What did I do? Case SC won't turn over...

Jamo58

Member
Brought my first tractor home last Saturday. It's a Case SC. It started right up when we picked it up and we drove it onto the trailer with no problem. When we were going to unload, the battery died and wouldn't turn the starter. went to jump the tractor - my dad hooked the black(what I always use as ground) to the + battery terminal without telling me and I hooked my red to the + on my truck and then I saw smoke coming from the tractor terminals and pulled it off as fast as I could.

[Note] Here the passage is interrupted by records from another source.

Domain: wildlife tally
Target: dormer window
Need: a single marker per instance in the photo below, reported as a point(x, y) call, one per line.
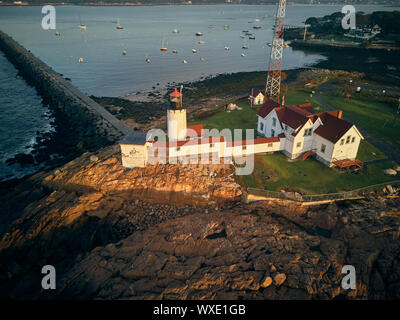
point(308, 132)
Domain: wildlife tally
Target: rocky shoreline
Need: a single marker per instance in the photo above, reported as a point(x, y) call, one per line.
point(113, 233)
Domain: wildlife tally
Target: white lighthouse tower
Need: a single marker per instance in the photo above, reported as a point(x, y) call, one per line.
point(176, 117)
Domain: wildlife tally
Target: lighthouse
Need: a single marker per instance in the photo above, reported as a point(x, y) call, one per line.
point(176, 117)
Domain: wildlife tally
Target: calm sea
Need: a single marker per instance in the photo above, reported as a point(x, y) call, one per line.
point(106, 72)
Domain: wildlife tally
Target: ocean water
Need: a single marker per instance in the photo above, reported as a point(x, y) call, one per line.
point(106, 72)
point(22, 115)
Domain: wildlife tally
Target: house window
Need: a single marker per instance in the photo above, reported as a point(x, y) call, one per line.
point(308, 132)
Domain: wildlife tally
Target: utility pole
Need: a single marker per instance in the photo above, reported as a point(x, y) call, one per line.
point(273, 86)
point(305, 31)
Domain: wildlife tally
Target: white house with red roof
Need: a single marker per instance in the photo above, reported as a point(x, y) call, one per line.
point(297, 131)
point(303, 132)
point(183, 142)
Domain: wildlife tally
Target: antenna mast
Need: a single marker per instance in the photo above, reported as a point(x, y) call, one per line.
point(273, 86)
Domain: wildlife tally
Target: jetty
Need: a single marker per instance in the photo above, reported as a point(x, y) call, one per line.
point(86, 115)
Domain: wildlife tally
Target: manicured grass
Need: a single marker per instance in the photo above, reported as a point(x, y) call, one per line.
point(235, 119)
point(367, 152)
point(301, 96)
point(274, 172)
point(375, 116)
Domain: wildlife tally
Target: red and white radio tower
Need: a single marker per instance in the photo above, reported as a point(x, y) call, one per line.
point(273, 87)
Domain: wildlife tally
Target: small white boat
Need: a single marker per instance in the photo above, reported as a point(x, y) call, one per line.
point(119, 27)
point(164, 47)
point(81, 25)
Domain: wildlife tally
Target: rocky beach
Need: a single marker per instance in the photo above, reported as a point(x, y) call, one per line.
point(114, 233)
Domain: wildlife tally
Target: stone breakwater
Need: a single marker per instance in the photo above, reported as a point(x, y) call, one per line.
point(96, 126)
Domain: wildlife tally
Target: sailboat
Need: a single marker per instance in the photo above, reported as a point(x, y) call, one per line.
point(119, 27)
point(163, 47)
point(81, 25)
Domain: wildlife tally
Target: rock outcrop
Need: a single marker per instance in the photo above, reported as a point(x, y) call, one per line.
point(115, 233)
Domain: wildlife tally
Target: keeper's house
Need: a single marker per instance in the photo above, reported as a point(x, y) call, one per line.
point(296, 131)
point(303, 132)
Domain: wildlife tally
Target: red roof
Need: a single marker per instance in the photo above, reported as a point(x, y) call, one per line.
point(305, 109)
point(255, 92)
point(267, 107)
point(250, 142)
point(332, 127)
point(175, 94)
point(292, 117)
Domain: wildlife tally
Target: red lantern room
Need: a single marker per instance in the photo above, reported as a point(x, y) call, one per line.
point(175, 99)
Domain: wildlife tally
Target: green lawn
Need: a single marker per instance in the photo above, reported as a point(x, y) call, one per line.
point(369, 113)
point(235, 119)
point(275, 172)
point(301, 96)
point(367, 152)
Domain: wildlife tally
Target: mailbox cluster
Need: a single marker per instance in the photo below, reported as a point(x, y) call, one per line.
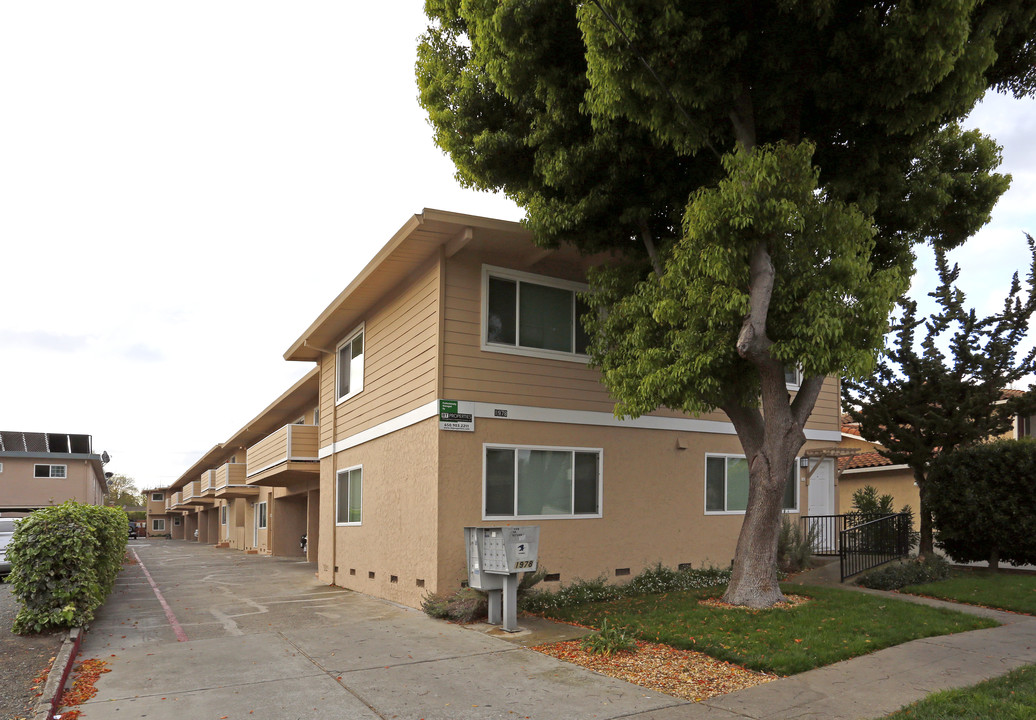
point(495, 557)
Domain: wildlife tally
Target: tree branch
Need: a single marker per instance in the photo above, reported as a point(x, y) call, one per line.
point(649, 241)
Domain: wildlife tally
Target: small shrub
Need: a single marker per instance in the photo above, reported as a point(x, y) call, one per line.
point(913, 572)
point(650, 581)
point(608, 640)
point(795, 552)
point(64, 560)
point(466, 605)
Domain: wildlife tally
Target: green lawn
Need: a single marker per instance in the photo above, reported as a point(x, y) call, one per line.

Now, the starter will turn over but the engine won't fire. We also tried towing it and popping it into gear but the engine still won't fire. It's as if there's no spark/combustion in the chamber? Did I do this when I screwed the cables up or could this be something else? any ideas?
-Jameson
 
Jamo58,Your lucky that your dad still has his eyesight.Jumping a 6 volt battery with 12 volts will cause a 6 volt battery to explode in your face!Let alone jumping it up positive to negative, that will even cause 2 volt batteries to explode,Hydrogen Gas.If your going to jump start a 6 volt system hook the positive jumper cable to the starter post and to the positive post of the good battery.Hook the negative jumper cable to the good battery,be sure the tractor is in neutral/brakes locked.Then touch ground jumper cable to a good ground on the tractor frame,clutch housing bolt ect.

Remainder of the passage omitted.